Frank also helped her understand that she had done the right thing, and that all 14 people in her family needed her and depended on her to stay alive.

 

Lessons

Those of us who carry for defense need to learn from those who have been there and done that. Julie’s experience has some important points for us all.

1. Be equipped. Even if you are with someone who is armed and trained, the two of you might unexpectedly become separated, as Julie and Frank did. Fortunately, in this case, the person who ended up with the gun was the person who needed to have it, but you can’t count on that always being the case.

Being equipped extends not just to guns, but to other emergency equipment, such as cellphones.

2. Be prepared. Regardless of how you are equipped, you must be mentally prepared to be thrown into a sudden, dangerous situation. Julie was, and this enabled her to react instantly.

3. Shot placement is more important than caliber. Many people consider a .32 caliber the minimum for an effective defense gun. A one shot stop with such a gun is quite unusual, but Julie’s center-of-mass hit was perfect.

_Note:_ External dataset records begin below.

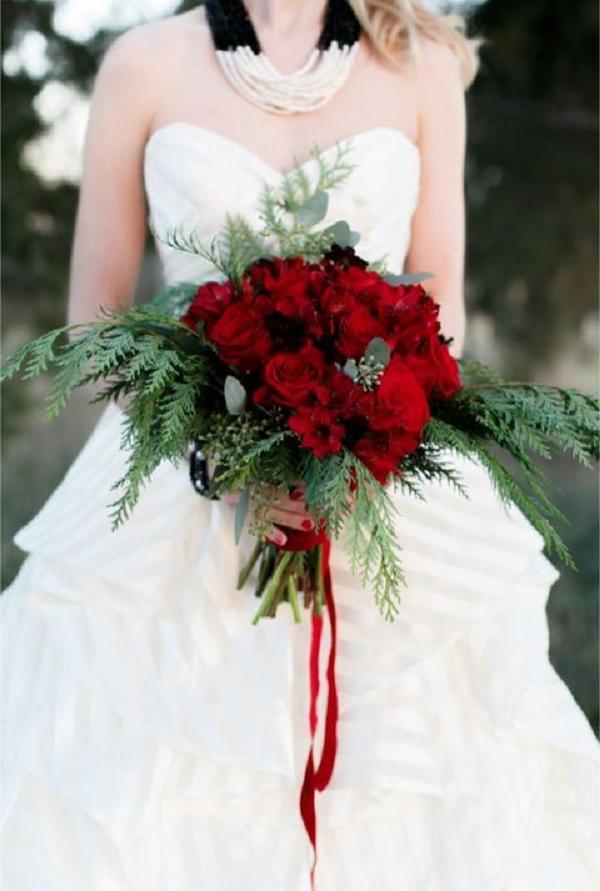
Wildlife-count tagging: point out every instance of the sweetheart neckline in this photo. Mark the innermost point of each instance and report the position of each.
(247, 152)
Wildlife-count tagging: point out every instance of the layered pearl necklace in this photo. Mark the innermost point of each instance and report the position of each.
(254, 76)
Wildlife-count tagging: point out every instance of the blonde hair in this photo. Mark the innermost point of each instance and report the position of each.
(396, 26)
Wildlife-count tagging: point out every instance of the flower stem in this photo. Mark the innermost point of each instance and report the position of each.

4. If you are going to do something dangerous, do it in the safest possible way. Going into the building instead of going away to find a phone and report the break-in was a dangerous thing to do. Julie acknowledges this. “I know, because I’ve taught crime prevention. The theory is, you are supposed to go somewhere else and call the police.”

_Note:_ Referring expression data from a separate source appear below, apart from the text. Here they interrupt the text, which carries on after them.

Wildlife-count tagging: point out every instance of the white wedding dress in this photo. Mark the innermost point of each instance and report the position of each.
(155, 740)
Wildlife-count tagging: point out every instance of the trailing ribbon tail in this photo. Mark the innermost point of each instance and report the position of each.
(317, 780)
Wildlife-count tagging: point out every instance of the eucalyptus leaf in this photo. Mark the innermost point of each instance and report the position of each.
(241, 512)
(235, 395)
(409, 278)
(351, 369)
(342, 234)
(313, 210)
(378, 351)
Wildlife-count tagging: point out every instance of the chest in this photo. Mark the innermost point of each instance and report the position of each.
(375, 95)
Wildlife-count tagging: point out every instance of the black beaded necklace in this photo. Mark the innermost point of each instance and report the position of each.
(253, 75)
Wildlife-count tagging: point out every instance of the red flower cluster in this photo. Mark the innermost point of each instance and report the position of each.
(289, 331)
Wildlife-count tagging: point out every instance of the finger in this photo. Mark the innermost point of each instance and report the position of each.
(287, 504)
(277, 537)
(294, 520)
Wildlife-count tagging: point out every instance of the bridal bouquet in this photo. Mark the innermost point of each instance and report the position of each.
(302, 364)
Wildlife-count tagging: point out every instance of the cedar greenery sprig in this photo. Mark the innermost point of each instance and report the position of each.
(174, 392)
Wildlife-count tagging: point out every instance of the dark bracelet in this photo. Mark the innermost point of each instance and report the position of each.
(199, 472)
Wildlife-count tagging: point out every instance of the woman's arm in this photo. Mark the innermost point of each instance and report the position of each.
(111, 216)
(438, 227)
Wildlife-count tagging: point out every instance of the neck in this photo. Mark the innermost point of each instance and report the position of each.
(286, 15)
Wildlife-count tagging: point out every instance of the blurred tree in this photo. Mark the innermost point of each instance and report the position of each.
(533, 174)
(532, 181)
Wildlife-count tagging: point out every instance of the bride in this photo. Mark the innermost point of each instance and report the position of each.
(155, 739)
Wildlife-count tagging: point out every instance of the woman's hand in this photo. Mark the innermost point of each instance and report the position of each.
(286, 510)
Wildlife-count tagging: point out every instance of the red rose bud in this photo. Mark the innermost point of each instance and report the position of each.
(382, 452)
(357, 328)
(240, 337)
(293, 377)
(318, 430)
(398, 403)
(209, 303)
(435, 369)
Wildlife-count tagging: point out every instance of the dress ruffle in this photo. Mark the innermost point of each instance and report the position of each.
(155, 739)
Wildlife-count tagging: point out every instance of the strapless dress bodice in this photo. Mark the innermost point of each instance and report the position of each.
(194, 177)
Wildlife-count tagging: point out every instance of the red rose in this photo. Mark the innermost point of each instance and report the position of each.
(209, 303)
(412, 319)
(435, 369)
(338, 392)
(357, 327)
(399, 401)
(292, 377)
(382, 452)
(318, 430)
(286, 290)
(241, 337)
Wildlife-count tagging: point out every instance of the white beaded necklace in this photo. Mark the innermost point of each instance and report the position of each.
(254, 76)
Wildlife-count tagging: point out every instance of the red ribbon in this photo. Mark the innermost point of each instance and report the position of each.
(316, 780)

But it is extremely hard to follow that advice when it is your stuff that is gone, and Julie experienced that, unconsciously convincing herself that the theft had occurred days before. So, although she made a dangerous choice, she carried it out in the safest possible way: slowly, gun in hand, senses alert. If, instead, she had rushed in, perhaps forgetting the gun in the truck, or running toward the office to see the damage, she would likely have died in that hallway.

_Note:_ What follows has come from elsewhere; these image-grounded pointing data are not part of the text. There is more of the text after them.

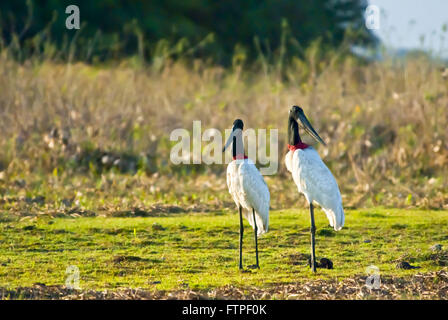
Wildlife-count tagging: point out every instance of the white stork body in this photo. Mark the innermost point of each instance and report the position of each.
(312, 177)
(315, 181)
(249, 190)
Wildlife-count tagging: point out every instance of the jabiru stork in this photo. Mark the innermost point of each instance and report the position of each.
(312, 177)
(248, 189)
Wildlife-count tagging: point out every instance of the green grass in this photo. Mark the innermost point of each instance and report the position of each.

I asked Julie what she would have done if she had had her cellphone with her. “I would have used my cellphone first, to call my husband” she says, and then adds, regretfully but very honestly, “but I probably would have gone in anyway.”

Perhaps you think you would have done that differently, but perhaps not. We all sometimes make choices based on reasons other than maximum safety. But remember, when you find yourself consciously deciding to do something that you know is dangerous, whether it is skydiving or race driving, or going into a crime scene alone, that is precisely the time when it is most important to take every possible precaution. That’s what Mas Ayoob of Lethal Force Institute calls doing something dangerous in the safest possible way.

5. Be trained. Julie’s police training undoubtedly contributed to her ability to stay alive that night, but it had been many years since she carried a badge. She maintained her skills by shooting regularly at public ranges.

 

Conclusions

I asked Julie what she wanted people who read about her experience to learn from it.

“Tell your readers that if they own handguns, please, know how to use them. And don’t be afraid to use them. In a life-threatening situation, you only have a second to think, or to react.”

“I truly believe in weapons. I believe women need to learn how to operate guns. They need to know how to protect themselves, and not be afraid to protect themselves.”